Yüce Rabbimiz bizlere, cahiliyye döneminde birbirlerine düşmanlıklarıyla ün salmış Evs ve Hazreç kabilesine mensup fertleri iman bağıyla nasıl kardeşler haline getirdiğini hatırlatmaktadır.
Bu hatırlatma, insanlığa kumanda edecek insanların mutlaka akide bağını esas alan, hep birlikte Allah'ın ipine samimice sarılmaları gerektiğini öne çıkmaktadır.
Dahası ve en önemlisi, insanlığa kumanda edecek müminlerin başarısını, Allah'ın ipine sımsıkı sarılıp kardeşlik bağını kuvvetlendirmek şartına bağlamaktadır.
İslam'da kardeşlik akide temeline oturtulduğu içindir ki, müminlerin arasını bozacak her türlü sunî ayrımlar ve böbürlenmeler haram kabul edilmiştir.

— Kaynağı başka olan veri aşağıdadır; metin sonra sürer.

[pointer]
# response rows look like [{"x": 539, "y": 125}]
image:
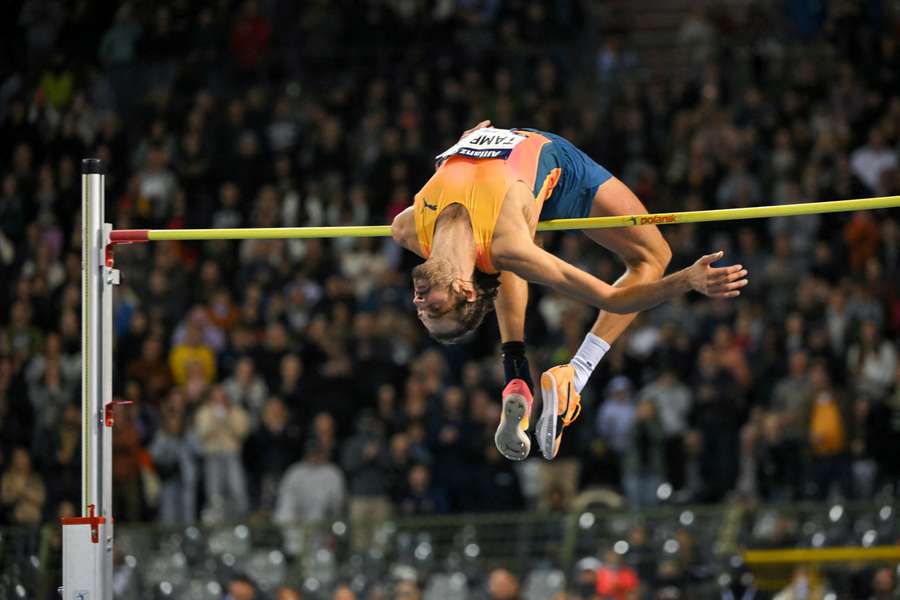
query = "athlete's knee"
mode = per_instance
[{"x": 651, "y": 263}]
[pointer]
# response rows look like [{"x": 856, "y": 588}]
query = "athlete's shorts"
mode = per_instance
[{"x": 579, "y": 178}]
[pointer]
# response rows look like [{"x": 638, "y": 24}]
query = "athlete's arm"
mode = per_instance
[
  {"x": 403, "y": 230},
  {"x": 510, "y": 305},
  {"x": 534, "y": 264}
]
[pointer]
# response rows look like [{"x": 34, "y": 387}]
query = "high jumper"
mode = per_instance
[{"x": 474, "y": 222}]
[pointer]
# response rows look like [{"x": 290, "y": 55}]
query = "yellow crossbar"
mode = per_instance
[
  {"x": 697, "y": 216},
  {"x": 813, "y": 555}
]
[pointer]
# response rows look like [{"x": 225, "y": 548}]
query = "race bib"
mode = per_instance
[{"x": 484, "y": 143}]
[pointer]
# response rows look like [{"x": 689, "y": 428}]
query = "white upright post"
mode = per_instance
[{"x": 88, "y": 540}]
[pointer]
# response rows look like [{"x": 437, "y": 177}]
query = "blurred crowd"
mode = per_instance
[{"x": 291, "y": 379}]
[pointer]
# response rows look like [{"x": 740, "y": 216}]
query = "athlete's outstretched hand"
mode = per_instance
[
  {"x": 483, "y": 124},
  {"x": 716, "y": 282}
]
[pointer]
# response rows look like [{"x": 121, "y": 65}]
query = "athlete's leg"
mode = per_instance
[
  {"x": 643, "y": 249},
  {"x": 511, "y": 437},
  {"x": 646, "y": 255}
]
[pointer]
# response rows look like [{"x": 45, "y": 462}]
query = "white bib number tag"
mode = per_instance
[{"x": 484, "y": 143}]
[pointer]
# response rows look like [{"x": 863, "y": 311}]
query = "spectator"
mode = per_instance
[
  {"x": 365, "y": 462},
  {"x": 420, "y": 498},
  {"x": 503, "y": 585},
  {"x": 870, "y": 161},
  {"x": 250, "y": 37},
  {"x": 311, "y": 490},
  {"x": 615, "y": 580},
  {"x": 247, "y": 389},
  {"x": 616, "y": 417},
  {"x": 241, "y": 587},
  {"x": 828, "y": 435},
  {"x": 129, "y": 461},
  {"x": 672, "y": 400},
  {"x": 269, "y": 452},
  {"x": 288, "y": 593},
  {"x": 407, "y": 590},
  {"x": 344, "y": 592},
  {"x": 192, "y": 350},
  {"x": 642, "y": 460},
  {"x": 57, "y": 457},
  {"x": 872, "y": 361},
  {"x": 221, "y": 427},
  {"x": 884, "y": 584},
  {"x": 22, "y": 492},
  {"x": 174, "y": 453}
]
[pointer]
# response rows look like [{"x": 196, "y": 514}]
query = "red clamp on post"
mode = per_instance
[
  {"x": 108, "y": 418},
  {"x": 92, "y": 519}
]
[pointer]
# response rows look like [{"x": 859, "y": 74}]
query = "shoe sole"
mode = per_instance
[
  {"x": 546, "y": 425},
  {"x": 511, "y": 441}
]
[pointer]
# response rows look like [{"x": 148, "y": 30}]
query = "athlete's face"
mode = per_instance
[{"x": 437, "y": 296}]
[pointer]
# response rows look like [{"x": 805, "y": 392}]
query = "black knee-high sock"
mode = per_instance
[{"x": 515, "y": 363}]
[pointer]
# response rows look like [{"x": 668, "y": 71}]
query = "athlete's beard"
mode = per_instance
[{"x": 434, "y": 273}]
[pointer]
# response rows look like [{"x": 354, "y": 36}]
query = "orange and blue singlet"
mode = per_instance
[{"x": 478, "y": 171}]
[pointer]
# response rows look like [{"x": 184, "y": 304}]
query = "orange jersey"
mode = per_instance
[{"x": 479, "y": 182}]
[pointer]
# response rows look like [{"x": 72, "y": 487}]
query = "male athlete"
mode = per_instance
[{"x": 474, "y": 223}]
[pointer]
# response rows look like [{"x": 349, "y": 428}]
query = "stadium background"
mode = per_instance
[{"x": 709, "y": 428}]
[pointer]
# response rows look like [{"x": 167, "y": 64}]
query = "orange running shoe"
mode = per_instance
[
  {"x": 512, "y": 434},
  {"x": 562, "y": 405}
]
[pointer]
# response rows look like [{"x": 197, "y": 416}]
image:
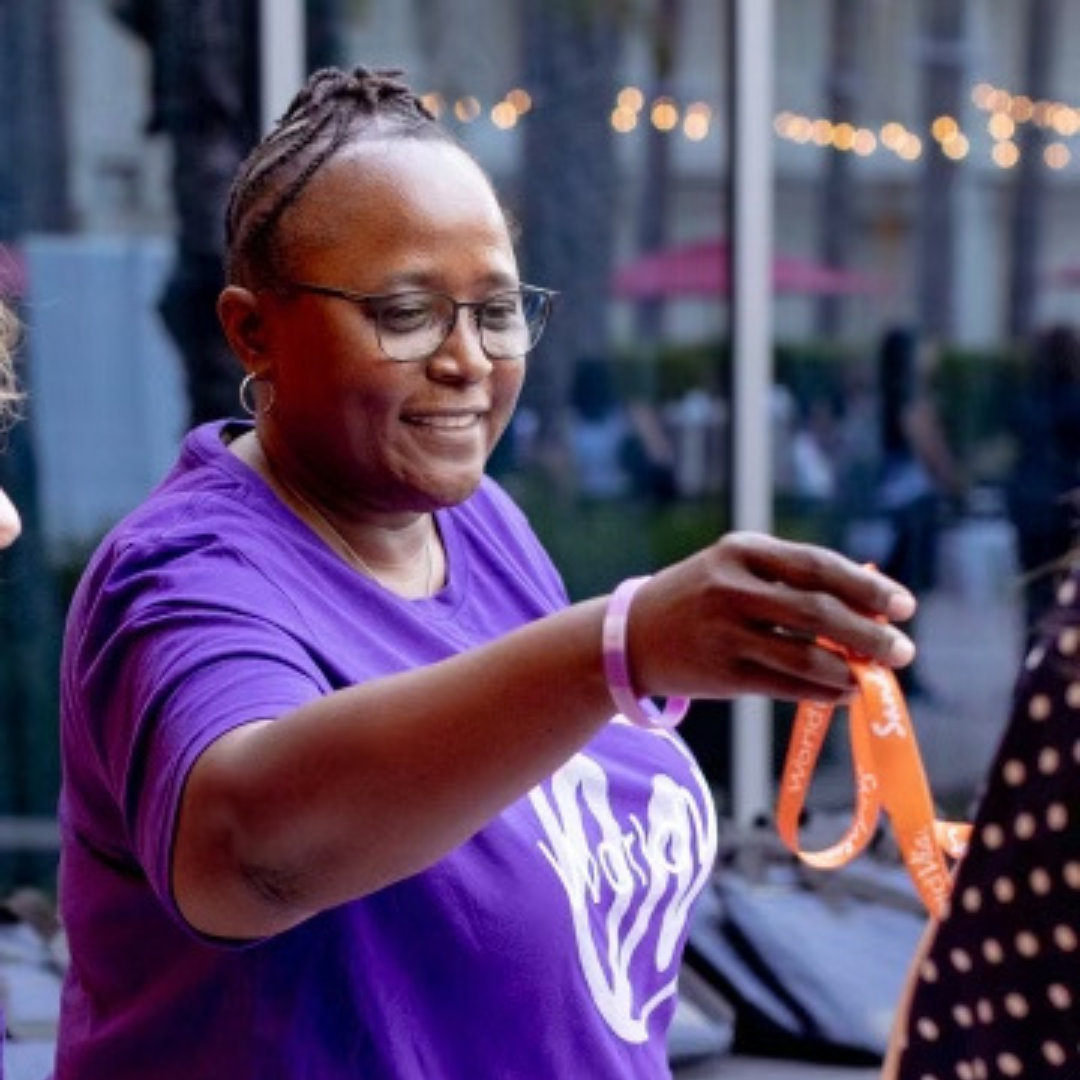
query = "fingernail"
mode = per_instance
[
  {"x": 902, "y": 650},
  {"x": 901, "y": 606}
]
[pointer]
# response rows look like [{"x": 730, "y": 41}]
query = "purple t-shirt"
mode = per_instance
[{"x": 548, "y": 945}]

Irk, soy, cins vs. türünden cahili değerler yerine takva kriteri getirilmek suretiyle toplumsal kardeşliğin ve ahengin bozulmaması sağlanmıştır.
Bu konudaki âyet-i kerime her türlü tartışmayı sona erdirici niteliktedir:
"...Hiç kuşkusuz, Allah katında en üstün olanınız, takvaca en ileride olanınızdır..." (Hucurat, 13).
Mümin erkekler ile mümin kadınların, akide ve takva temelinde birbirleriyle yardımlaşmaları kardeşliğin bir gereği olarak zikredilmektedir.
Bu yardımlaşma, bireysel ve toplumsal hayatta iman ve takva ilkesinin egemen olmasını sağlamak için gerekli görülmektedir.
Nitekim bu amaçla bir araya gelen kimselere Allah'ın rahmet edeceği belirtilmektedir:
وَالْمُؤْمِنُونَ وَالْمُؤْمِنَاتُ بَعْضُهُمْ أَوْلِيَاء بَعْضٍ يَأْمُرُونَ بِالْمَعْرُوفِ وَيَنْهَوْنَ عَنِ الْمُنكَرِ وَيُقِيمُونَ الصَّلاَةَ وَيُؤْتُونَ الزَّكَاةَ وَيُطِيعُونَ اللّهَ وَرَسُولَهُ أُوْلَئِكَ سَيَرْحَمُهُمُ اللّهُ إِنَّ اللّهَ عَزِيزٌ حَكِيمٌ ﴿٧١Tevb,﴾
"Mümin erkekler ve mümin kadınlar birbirlerinin velileridirler. İyiliği emreder, kötülükten sakındırırlar, namazı dosdoğru kılarlar, zekâtı verirler ve Allah'a ve Rasûlüne itaat ederler. İşte Allah'ın kendilerine rahmet edeceği kimseler bunlardır..." (Tevbe, 71).
Kardeş olmak, arkadaş ve sadık dost olmak; sevinçte ve kederde beraber olmayı göze almak demektir; bunu fiili olarak göstermek demektir, sevmek, saymak, güvenmek, merhamet etmek, yardımlaşmak ve dayanışmak demektir.
Bunlar olmadan kardeşlik iddiasının bir anlamı olmaz. Kur'ân'ın öngördüğü kardeşlik, bütün bunları içeren bir muhtevaya sahiptir.
İslâm'daki kardeşlik bir hayat biçimidir.
Dinde kardeşliğin en güzel numunesini Peygamber çağında Peygamberle birlikte yaşayan seçkin sahabeler ortaya koymuşlardır. Muhacir-Ensar ilişkisi, kardeşliğin ne anlama geldiğini bizlere gösteren son derece mükemmel bir örnekliktir.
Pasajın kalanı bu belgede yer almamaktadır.